Шрифт:
Интервал:
Закладка:
С болью, но мужественно, принялся он срывать по кускам обвивавшие его со всех сторон путы губительных предрассудков, страстей и идей, чуждых его душе.
Начал он с густой шерсти тысячеголового зверя – с коллективной души стада. Он забился в нее от страха и усталости. Под нею жарко, воздуху нехватает под этой грязной периной. Когда она поглотила, то нельзя уже сделать ни одного движения, чтобы выйти на воздух, да и неохота: не о чем думать, нечего желать: чувствуешь себя укрытым от холода, от ответственности. Ленивая истома и малодушие!.. Полно! Долой разнеживающий пуховик!.. Тотчас же через щели проникает ледяной ветер. Невольно снова закутываешься… Однако клуб свежего воздуха уже прогнал оцепенение; размягшая энергия медленно оправляется, встает на ноги. Что-то встретит она на широком просторе? Все равно! Нужно держать глаза открытыми и видеть.
Содрогаясь от отвращения, Клерамбо увидел прежде всего, – никогда бы он этому не поверил, – что это жирное руно глубоко въелось ему в тело. Оно отдавало, точно запахом первобытного зверя, дикими инстинктами войны, убийства, пролитой крови, разрываемого хищными зубами еще дымящегося мяса. Стихийной Силой смерти ради жизни. В глубине человеческого существа – скотобойня, а цивилизация не засыпает, а только окутывает туманом лжи яму, над которой клубится приторный запах мясной… Этот зловонный дух окончательно отрезвил Клерамбо. С ужасом сорвал он шкуру зверя, завладевшего им, как своей добычей.
Ах, какая она была тяжелая! Теплая, шелковистая, красивая, вонючая и кровавая. Сочетание самых низких инстинктов с самыми высокими иллюзиями.

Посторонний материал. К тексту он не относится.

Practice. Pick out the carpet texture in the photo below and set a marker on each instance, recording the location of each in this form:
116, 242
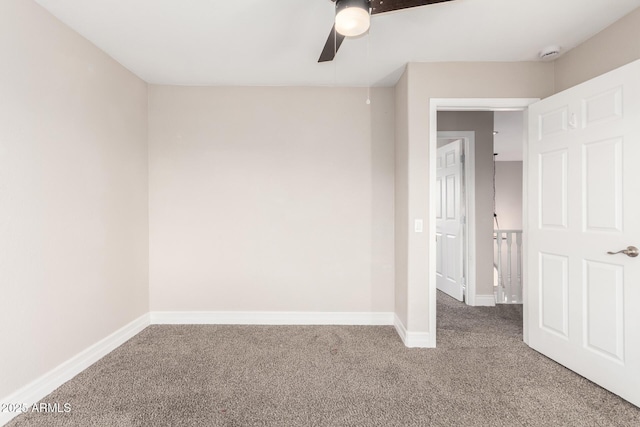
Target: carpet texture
481, 374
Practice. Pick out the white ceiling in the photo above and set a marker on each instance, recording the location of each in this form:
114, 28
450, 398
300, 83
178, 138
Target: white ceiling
278, 42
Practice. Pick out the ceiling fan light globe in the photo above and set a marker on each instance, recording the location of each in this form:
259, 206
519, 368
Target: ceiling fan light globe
352, 21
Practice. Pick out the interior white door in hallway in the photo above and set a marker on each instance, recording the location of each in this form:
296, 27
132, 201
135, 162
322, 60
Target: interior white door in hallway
583, 203
448, 225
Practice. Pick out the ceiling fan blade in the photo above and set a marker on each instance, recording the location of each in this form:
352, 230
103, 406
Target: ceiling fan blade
331, 46
382, 6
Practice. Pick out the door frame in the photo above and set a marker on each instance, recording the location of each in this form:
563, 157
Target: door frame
472, 104
469, 228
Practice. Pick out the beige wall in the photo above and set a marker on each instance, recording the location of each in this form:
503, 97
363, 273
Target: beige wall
73, 194
509, 195
480, 122
613, 47
271, 199
446, 80
401, 189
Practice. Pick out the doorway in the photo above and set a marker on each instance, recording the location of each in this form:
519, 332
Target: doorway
441, 105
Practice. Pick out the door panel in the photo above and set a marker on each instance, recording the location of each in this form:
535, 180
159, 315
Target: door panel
449, 248
583, 154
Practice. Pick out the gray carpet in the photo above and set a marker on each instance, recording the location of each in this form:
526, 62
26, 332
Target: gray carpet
481, 374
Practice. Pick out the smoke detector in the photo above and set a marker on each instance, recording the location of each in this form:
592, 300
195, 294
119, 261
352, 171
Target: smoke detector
549, 53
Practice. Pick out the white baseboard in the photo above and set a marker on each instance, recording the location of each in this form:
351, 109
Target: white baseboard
47, 383
484, 301
269, 318
413, 339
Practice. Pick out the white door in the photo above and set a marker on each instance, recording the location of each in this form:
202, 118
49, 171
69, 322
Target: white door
448, 227
583, 201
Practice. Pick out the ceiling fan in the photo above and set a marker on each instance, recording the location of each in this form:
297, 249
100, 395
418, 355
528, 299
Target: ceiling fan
352, 19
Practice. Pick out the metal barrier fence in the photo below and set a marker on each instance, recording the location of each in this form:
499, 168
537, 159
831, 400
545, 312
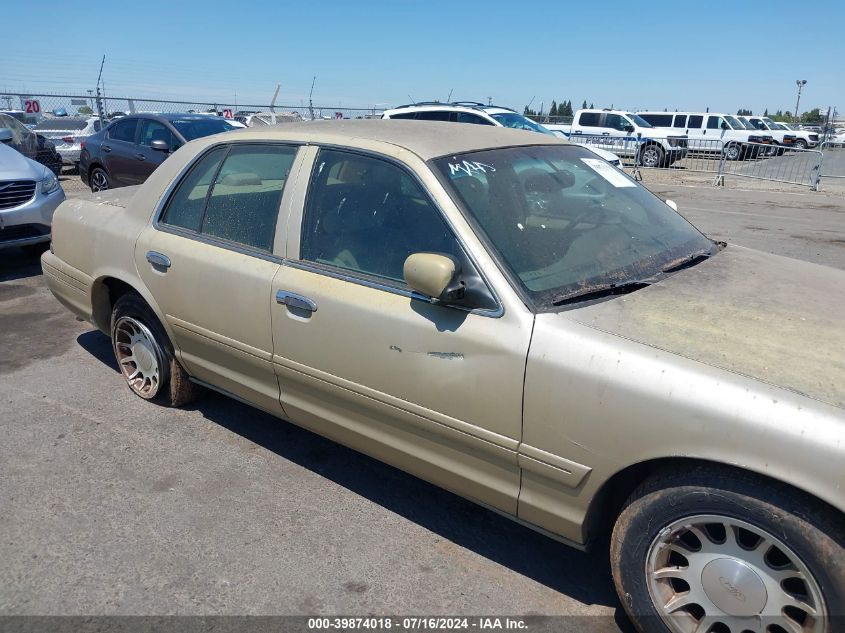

Любить, отдавать себя всем, жертвовать собой ради всех, составлять одно тело и одну душу, жить одной только Родиной!.. Но что такое эта Родина, это единственное живое существо, которому люди жертвуют не только жизнью, всеми жизнями, но также совестью, всеми совестями? И что такое эта слепая любовь, второй лик которой – лик Януса с выколотыми глазами, слепая ненависть?..
"…Напрасно отняли улюбви имя разума, говорит Паскаль, и без достаточного основания противопоставили их друг другу, ибо любовь и разум одно и то же. Торопливая мысль подходит к вещам односторонне, не исследуя их в целом; но любовь всегда разум…"
Хорошо, исследуем в целом! – Но разве любовь к родине не есть в значительной мере именно страх перед исчерпывающим исследованием, дитя, прячущее голову под одеяло, чтобы не видеть движущейся по стене тени?..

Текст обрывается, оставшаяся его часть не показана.